Real-time voice recorder: The program, through the Python audio libraries, records the audio detected by the microphone and then analyzes its volume to discard silence and noise. When the threshold defined by the noise detector is exceeded, it starts to save the recorded audio, until it detects a range of silence samples (also calculated experimentally), which will determine the end of the user’s sentence. It generates an audio file containing the recording.
Recorded audio editor: Once the audio is generated, silence intervals are added to the beginning and end of the file and the volume of the whole sample is normalized. This is done to improve the efficiency of the speech recognition
Speech-To-Text: The final audio file is sent to the Watson Speech to Text service. It returns a text transcription of the voice detected in it. If the service doesn’t recognize any coherent word, the program will return to the audio capture state.
Tone analyzer: The text obtained from the transcription is introduced as input to the Watson Tone Analyzer service in order to get the emotions (joy, anger, sadness or fear) corresponding to the textual input. At the moment this service is not available in Spanish, so it is necessary to translate the text into a supported language such as English. This is done through the Watson Language Translator service, and only affects this module, as the Chatbot and other services work in Spanish.

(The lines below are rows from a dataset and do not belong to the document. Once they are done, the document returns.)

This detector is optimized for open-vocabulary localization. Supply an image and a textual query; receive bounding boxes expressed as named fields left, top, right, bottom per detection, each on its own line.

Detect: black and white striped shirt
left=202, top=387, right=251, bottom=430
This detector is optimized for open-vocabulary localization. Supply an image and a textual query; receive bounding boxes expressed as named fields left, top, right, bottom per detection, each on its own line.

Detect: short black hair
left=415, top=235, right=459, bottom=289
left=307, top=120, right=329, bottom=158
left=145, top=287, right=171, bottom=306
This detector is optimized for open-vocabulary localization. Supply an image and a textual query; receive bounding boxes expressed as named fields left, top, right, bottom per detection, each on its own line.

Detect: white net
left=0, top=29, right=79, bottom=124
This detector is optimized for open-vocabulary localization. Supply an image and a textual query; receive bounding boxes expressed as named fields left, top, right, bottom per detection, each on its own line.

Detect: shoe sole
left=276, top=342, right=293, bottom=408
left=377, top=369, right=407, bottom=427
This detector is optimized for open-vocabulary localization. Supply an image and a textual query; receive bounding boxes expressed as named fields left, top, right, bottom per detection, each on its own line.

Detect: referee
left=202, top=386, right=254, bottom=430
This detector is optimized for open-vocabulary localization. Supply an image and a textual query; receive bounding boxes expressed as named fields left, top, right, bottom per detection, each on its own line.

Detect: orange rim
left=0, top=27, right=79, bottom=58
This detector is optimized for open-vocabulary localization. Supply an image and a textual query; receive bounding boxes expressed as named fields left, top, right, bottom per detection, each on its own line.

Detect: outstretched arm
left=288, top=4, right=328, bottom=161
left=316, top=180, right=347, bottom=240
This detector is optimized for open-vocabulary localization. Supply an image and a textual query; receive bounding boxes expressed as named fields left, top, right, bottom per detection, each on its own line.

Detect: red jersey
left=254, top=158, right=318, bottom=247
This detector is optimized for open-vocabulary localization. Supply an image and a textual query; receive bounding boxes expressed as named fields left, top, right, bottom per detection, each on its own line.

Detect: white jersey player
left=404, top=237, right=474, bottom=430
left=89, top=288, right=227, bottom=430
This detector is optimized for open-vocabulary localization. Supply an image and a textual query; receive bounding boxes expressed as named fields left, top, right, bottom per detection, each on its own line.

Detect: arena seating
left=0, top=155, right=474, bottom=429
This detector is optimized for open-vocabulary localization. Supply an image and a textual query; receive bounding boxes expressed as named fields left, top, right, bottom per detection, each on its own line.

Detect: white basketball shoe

Chatbot: It defines the conversation graph that models the flow of therapy (we will describe it in detail later). It is implemented by the Watson Assistant service, using its on-line tool to define and model intentions, entities and conversation flows. During the program’s iterations, the service will be called and will receive the textual transcription as user response and the main emotion detected in it as conversation context. The service will return a textual answer based on the user’s input, the detected emotion and the current state of the conversation graph.
Voice synthesizer: Through the Watson Text To Speech service voice is generated from the textual output of the conversational agent, returning an audio file. Then sound effects (reverb and lower pitch change) are applied to it in order to dehumanize the voice and simulate a more characterized voice of the toy animal. The obtained file is played by the Python audio libraries through the speakers.
3.2.2. Dialog Design in the Evaluation Sessions
The evaluation was performed in a laboratory, by 10 children aged 10–15, who performed the experiment as follows: an evaluation session is divided into four phases, one for each main emotion (joy, anger, sadness and fear). There are 24 conversation iterations in total (dyads of answers-response). Each phase consists of 6 questions about emotional states in different situations, divided into groups of two kinds of approaches, one direct and one indirect. In the direct approach MAmIoTie asks directly what emotion would the user feel in a specific situation. On the other hand, the indirect questions consist in asking the last situation in which the user felt a given emotion. The groups of questions will refer to three types of subjects, in this order: the receiver (the user himself), the interlocutor (sensorized toy) and a third neutral person. These three subjects correspond to the perception triad: one’s emotions self-awareness, empathy and social-emotional skills, as previously explained.
A first emotion will be used for the first question about the user, depending on the answer given to MamIoTie’s first question, and randomly changing the emotions for the questions referring to the second (the toy) and third person, to add variety and avoid monotony. The emotions are changed until all possible person-emotion combination have been explored.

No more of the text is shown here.